Judah Philip Benjamin (August 6, 1811 - May 6, 1885) was the 4th President of the Confederate States of America. To date he is the only Jewish Confederate to serve as President.
Before the War of Secession, Benjamin was only the second Jewish United States Senator. After Louisiana seceded from the Union, however, he gave up that post and was eventually named Confederate States Attorney General (1861). In September of 1861 he was assigned to the position of Secretary of War and as a reward for his loyalty following the Roanoke Island incident, he was appointed Secretary of State, where he is often times considered the man most responsible for persuading France and the United Kingdom to intervene on the side of the Confederacy.

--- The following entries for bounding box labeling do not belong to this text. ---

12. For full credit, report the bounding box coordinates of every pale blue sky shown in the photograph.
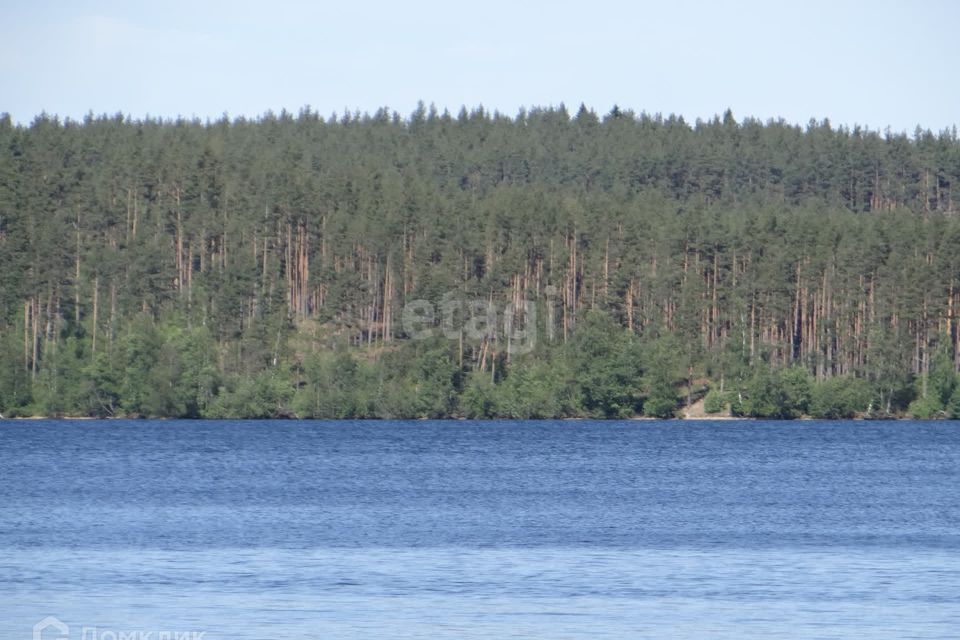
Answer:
[0,0,960,132]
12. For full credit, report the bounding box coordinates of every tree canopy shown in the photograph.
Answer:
[0,104,960,418]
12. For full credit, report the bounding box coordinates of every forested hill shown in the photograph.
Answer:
[0,106,960,417]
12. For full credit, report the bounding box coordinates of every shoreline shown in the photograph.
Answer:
[0,414,944,422]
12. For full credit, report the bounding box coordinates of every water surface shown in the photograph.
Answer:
[0,421,960,640]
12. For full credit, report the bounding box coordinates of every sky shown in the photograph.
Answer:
[0,0,960,133]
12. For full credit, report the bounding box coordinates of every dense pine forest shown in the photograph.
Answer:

As President, Benjamin is probably best remembered by the Mexican-Confederate War that lasted through much of his tenure as President. Despite losing some gains won during the last year of the Lee administration and the first year of his own administration, the signing of the Second Treaty of Guadalupe Hidalgo is often considered to be largely a success.
After the Treaty of Guadalupe Hidalgo was signed, Benjamin did his best, considering the cost of another war, to continue the social and economic reforms begun under President Lee; however, on May 6, 1885, with just less than one year of his term remaining, President Benjamin died, making him the first Confederate President to die while in office. Vice President Longstreet was sworn in the same day.